Book Review: Container Gardening Complete
After reading Jessica Walliser’s book, Attracting Beneficial Bugs to Your Garden, I’ve become a big fan of her work. She does a great job of tackling useful subjects, breaking them down into their most important components, and delivering this information in a very approachable way.
So I was excited to hear about her newest book, Container Gardening Complete (Cool Springs Press, 272 pp., $30). In it, she writes, “The best thing about container gardening is that anyone can do it. You don’t need a lot of space, money, or time to grow a few containers filled with gorgeous plants.”
She goes on to explain how this starts with careful planning. Walliser emphasizes the importance of selecting the proper container, potting mix, and the best spot to locate the container for maximum success.
After discussing how important it is to choose a pot that holds the right amount of soil, she includes a guide to the minimal pot sizes one should consider using for many types of plants.
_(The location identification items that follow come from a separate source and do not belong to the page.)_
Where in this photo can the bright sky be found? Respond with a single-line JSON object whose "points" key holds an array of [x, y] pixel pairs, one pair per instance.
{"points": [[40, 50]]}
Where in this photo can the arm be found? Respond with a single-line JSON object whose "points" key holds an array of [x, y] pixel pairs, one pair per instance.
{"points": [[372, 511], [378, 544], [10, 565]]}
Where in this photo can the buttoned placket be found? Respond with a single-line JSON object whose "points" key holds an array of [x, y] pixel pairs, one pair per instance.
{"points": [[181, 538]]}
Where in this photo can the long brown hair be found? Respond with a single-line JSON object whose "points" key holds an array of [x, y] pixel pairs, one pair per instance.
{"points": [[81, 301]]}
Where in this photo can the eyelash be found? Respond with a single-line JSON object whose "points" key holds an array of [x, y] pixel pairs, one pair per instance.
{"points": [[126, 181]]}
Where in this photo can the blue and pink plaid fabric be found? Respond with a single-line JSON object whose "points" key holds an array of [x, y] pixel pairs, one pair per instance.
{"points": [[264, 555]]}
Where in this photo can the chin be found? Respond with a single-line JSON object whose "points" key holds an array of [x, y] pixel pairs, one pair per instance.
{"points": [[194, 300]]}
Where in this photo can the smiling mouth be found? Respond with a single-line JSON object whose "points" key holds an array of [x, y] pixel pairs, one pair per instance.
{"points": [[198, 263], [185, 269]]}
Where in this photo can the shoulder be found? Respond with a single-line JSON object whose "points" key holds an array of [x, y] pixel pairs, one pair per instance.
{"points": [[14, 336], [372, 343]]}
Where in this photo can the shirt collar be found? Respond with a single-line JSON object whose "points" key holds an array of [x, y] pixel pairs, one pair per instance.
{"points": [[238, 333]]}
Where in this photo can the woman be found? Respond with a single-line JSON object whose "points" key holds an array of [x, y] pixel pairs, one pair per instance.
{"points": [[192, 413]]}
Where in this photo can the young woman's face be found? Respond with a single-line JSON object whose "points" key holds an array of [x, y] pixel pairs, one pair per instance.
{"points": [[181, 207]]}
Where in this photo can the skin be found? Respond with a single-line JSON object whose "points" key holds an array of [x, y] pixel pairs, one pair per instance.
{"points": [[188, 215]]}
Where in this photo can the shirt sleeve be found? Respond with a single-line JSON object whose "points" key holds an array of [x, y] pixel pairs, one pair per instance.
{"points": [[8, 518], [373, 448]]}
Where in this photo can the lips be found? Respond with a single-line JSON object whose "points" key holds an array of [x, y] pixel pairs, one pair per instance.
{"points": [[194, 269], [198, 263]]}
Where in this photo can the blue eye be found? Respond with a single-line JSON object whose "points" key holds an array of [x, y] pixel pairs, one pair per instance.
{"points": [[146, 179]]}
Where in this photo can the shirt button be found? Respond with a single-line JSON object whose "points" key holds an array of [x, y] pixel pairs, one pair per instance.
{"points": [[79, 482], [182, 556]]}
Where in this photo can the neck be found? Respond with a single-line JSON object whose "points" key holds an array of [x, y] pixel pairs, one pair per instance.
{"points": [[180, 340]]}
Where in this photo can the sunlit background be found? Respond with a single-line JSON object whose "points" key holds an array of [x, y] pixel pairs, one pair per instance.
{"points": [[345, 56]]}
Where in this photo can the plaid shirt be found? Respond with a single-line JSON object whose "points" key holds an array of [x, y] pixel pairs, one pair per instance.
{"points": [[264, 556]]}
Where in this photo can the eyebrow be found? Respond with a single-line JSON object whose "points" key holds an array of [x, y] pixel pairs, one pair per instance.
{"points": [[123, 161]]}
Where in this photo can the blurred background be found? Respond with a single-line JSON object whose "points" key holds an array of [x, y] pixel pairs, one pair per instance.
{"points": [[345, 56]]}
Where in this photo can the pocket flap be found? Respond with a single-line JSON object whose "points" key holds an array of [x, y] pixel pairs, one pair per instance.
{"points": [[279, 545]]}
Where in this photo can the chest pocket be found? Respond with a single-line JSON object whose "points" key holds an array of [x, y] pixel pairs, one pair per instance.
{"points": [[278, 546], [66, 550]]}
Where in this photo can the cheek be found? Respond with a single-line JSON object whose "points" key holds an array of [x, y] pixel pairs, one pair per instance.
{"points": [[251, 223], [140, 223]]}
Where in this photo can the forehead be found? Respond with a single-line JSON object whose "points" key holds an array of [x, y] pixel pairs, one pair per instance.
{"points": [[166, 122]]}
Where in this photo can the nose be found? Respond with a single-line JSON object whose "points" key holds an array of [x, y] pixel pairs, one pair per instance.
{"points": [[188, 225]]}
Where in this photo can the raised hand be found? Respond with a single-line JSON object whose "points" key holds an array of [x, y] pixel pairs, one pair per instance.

She also talks about the pros and cons of different types of pots, such as metal, terracotta and grow bags.
Throughout the book, Walliser inserts DIY projects for making useful and creative containers. This includes an attractive cedar planter box, hypertufa planter and a patio water garden. The many photographs are sure to inspire.
She also covers how to choose the right potting mix for your plants and how to make your own mix. She recommendations avoiding the use of synthetic chemical fertilizers as well.
While purchasing plants is truly the best part of growing in containers, Walliser suggests stepping back and putting some thought into the look or purpose you’re aiming for first. She provides helpful tips on container design such as keeping the proportion of the plants in line with their container.
The bulk of the second chapter is devoted to charts of recommended annuals, perennials, bulbs, tropical plants, trees, shrubs, and edible plantings. For those interested in the last category, there are plenty of suggested vegetables, tree fruits and berries to get you started.
If you’re looking for some “recipes” for well-designed pots, including specific plant recommendations and quantities, the author has thought of that as well.
Knowing when and how much to water containers — along with ways to make self-watering pots and irrigation systems — are included. The author discusses fertilizing and plant care — again, with a desire for the reader to be successful with container gardening.
If problems arise, Walliser guides you through the steps to troubleshoot them. She even covers harvesting one’s produce from edible containers and using containers seasonally –especially for those living in an area with cold winters.
Container Gardening Complete is aptly named: it is a useful resource designed for all levels of gardeners who want to delve into gardening in pots, take their knowledge to the next level, or learn how to create stunning plant combinations that both thrive and please the eye.